Crude palm oil (CPO) prices have been rising due to concerns about lower production as an El Nino weather pattern brings scorching heat to Southeast Asia, reducing plant yields and cutting output.
Benchmark palm oil prices have gained 4.5 percent so far in 2016, while palm free-on-board prices (PALM-MYFOB-P1) have risen nearly 13 percent. Palm traded around 2,624 ringgit per tonne on Friday.
The world’s second largest palm producer imposes a CPO export tax at 4.5 percent to 8.5 percent when a calculated reference price rises above 2,250 ringgit a tonne. Malaysia has maintained a zero tax rate since May 2015.
“Spot CPO prices may have averaged 2,300 ringgit per tonne between Jan. 10 and Feb. 9 and this could trigger the resumption of an export tax of 4.5 percent for CPO starting March 1,” said CIMB Research plantations analyst Ivy Ng in a report.

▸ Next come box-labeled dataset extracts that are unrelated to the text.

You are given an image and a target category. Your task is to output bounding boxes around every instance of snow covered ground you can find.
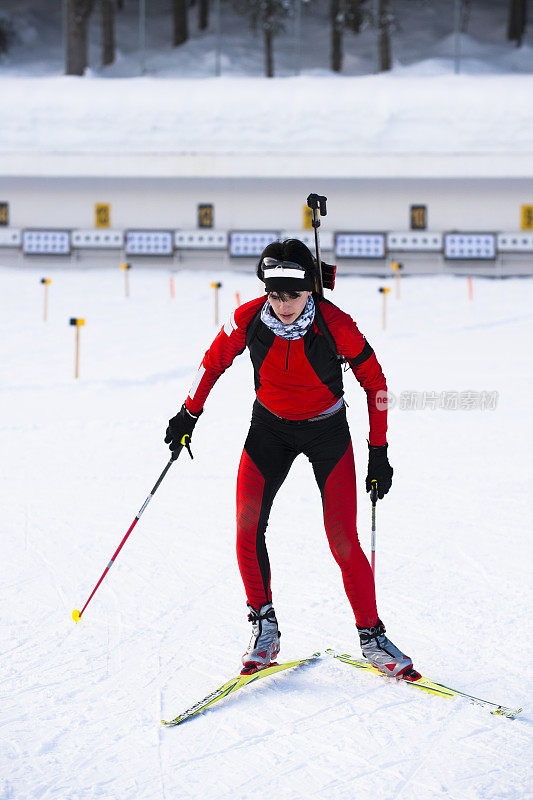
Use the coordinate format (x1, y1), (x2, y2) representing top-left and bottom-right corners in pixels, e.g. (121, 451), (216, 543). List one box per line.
(0, 0), (533, 159)
(0, 268), (533, 800)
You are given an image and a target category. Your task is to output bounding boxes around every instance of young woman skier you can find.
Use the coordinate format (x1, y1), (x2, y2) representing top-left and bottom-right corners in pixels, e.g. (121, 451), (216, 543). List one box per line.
(165, 239), (418, 680)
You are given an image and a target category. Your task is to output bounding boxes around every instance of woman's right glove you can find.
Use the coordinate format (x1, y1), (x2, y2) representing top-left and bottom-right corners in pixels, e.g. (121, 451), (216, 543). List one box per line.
(366, 444), (394, 500)
(165, 403), (203, 456)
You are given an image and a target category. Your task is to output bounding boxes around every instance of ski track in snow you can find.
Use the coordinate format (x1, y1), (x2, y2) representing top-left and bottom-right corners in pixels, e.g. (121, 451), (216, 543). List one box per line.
(0, 268), (533, 800)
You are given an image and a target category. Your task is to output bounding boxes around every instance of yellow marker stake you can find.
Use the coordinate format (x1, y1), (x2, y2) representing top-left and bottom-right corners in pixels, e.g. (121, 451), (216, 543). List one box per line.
(211, 281), (222, 326)
(69, 317), (85, 378)
(41, 278), (52, 322)
(120, 262), (131, 297)
(379, 286), (390, 330)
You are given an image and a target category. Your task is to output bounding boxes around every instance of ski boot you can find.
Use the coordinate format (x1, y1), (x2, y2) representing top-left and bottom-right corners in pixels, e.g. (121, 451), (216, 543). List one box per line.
(357, 619), (421, 682)
(241, 603), (281, 675)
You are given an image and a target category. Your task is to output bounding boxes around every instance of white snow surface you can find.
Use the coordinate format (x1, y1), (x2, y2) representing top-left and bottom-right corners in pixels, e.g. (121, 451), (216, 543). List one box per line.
(0, 0), (533, 160)
(0, 268), (533, 800)
(0, 75), (533, 157)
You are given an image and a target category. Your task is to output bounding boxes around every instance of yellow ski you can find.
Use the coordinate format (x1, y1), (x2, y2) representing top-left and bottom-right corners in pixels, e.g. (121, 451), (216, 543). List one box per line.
(161, 653), (320, 728)
(326, 648), (523, 719)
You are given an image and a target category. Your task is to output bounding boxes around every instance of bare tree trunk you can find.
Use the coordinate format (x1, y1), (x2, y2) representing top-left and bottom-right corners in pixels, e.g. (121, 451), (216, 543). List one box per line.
(65, 0), (93, 75)
(263, 0), (274, 78)
(102, 0), (115, 67)
(198, 0), (209, 31)
(264, 25), (274, 78)
(348, 0), (365, 33)
(329, 0), (344, 72)
(507, 0), (527, 47)
(377, 0), (392, 72)
(172, 0), (189, 47)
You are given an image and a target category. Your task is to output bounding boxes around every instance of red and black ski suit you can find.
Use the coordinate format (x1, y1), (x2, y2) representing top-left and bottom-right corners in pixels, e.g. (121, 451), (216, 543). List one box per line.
(186, 295), (387, 627)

“We view this as positive for refiners and negative for producers,” Ng said.
The resumption of the tax could shift Malaysia’s export product mix from CPO to processed palm products, and would be negative for Malaysia’s CPO prices, along with recent strength in the ringgit, she said.

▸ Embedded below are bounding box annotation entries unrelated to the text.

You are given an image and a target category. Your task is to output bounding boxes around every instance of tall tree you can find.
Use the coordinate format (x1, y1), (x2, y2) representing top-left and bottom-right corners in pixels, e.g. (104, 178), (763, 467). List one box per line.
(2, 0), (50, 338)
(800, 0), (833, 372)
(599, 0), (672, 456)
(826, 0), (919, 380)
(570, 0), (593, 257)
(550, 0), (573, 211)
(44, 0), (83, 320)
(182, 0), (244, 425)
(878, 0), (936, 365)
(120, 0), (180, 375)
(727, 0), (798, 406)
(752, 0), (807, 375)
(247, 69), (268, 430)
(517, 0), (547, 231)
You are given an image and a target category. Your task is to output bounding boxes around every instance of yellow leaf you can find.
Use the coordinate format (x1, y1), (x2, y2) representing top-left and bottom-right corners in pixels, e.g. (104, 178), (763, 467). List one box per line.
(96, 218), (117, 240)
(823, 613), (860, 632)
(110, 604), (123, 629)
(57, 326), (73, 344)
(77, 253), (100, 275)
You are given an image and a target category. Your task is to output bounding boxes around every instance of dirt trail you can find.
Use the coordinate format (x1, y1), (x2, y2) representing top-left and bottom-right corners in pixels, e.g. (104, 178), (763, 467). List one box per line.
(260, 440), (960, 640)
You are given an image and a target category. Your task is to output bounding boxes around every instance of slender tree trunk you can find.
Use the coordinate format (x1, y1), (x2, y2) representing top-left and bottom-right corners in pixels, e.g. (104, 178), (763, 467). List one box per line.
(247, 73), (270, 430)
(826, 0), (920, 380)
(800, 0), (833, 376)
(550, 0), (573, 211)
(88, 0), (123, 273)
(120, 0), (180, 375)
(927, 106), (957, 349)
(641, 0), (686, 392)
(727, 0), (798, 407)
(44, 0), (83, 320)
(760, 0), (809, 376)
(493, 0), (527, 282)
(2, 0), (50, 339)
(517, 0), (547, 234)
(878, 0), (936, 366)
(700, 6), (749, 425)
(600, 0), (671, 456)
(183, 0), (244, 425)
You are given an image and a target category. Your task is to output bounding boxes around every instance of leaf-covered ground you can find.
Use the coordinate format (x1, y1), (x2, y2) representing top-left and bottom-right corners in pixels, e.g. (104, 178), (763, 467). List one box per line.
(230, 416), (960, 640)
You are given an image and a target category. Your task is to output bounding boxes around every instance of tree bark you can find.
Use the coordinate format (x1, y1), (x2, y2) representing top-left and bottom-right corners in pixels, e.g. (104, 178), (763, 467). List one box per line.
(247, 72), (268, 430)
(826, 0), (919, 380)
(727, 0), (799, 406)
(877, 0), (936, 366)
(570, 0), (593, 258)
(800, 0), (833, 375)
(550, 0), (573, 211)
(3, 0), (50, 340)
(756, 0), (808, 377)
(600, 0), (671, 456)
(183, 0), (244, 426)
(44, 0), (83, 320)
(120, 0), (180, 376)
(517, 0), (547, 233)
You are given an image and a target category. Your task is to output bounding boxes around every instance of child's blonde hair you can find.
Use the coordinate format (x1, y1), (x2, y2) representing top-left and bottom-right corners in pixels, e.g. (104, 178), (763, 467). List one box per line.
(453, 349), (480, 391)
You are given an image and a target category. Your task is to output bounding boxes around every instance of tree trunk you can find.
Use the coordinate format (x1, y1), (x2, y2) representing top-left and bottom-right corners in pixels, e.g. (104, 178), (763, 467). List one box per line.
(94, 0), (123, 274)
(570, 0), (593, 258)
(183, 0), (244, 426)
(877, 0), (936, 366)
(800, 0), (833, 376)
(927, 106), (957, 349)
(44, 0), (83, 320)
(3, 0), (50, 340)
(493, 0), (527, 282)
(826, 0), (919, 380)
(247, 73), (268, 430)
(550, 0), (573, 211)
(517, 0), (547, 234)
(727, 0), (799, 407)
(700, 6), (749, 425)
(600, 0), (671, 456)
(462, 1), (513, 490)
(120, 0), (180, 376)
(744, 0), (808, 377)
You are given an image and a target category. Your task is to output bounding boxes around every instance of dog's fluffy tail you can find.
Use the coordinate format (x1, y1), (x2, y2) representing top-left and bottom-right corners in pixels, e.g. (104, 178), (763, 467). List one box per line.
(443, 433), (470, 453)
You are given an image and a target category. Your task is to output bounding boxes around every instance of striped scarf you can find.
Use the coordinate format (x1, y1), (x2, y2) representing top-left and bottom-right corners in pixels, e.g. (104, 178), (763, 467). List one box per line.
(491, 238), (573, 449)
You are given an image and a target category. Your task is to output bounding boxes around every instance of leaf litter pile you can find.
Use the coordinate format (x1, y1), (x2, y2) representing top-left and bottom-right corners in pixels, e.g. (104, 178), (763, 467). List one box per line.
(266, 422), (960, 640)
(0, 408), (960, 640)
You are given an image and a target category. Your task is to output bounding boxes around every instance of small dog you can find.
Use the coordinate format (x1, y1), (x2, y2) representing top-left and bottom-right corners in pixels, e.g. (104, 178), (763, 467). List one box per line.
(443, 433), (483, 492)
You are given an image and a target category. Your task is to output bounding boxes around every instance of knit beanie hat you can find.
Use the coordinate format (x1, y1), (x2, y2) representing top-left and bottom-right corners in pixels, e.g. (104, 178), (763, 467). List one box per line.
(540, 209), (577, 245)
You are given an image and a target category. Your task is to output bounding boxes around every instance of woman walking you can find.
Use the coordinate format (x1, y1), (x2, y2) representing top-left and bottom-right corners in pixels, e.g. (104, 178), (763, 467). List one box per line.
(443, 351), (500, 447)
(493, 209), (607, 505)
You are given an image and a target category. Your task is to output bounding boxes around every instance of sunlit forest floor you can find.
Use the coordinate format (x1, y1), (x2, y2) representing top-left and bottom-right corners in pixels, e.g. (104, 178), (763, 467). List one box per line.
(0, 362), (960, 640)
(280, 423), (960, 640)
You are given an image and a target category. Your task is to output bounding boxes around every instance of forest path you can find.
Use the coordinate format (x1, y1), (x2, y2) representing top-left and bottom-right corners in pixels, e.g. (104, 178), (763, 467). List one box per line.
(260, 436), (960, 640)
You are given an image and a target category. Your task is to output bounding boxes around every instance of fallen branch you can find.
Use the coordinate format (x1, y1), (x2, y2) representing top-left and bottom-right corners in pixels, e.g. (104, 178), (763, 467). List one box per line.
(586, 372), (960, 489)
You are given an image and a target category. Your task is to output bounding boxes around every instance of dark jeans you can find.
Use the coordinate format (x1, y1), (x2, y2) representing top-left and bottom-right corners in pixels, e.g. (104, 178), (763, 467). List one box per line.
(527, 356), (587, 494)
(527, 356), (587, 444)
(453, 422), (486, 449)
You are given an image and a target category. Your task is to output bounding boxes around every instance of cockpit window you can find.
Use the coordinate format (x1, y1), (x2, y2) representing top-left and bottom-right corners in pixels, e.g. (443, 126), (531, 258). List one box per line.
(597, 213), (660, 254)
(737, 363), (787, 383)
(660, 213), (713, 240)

“But it won’t kick in until March, so between then there could be a rush to export CPO. You could see exports being higher this month and lower next month.”
Traders said the tax could dampen exports, but its impact may be minimal as exporters would likely absorb the cost and cut their margins to maintain sales.
The tax might not support local refiners much either, they said, as top palm producer Indonesia already imposes a higher $ 50 a tonne levy on CPO shipments.
This kept down Indonesian CPO prices for local refiners by making it more even more attractive for producers to sell domestically rather than export.
“Even with the taxes, Indonesia’s prices are still cheaper compared to Malaysia due to their export levy. That’s why we have been losing market share,” said a trader from Kuala Lumpur.
Palm Oil Refiners Association Of Malaysia (PORAM), Mohammad Jaaffar Ahmad, said the tax will not be enough to help refiners compete with Indonesia.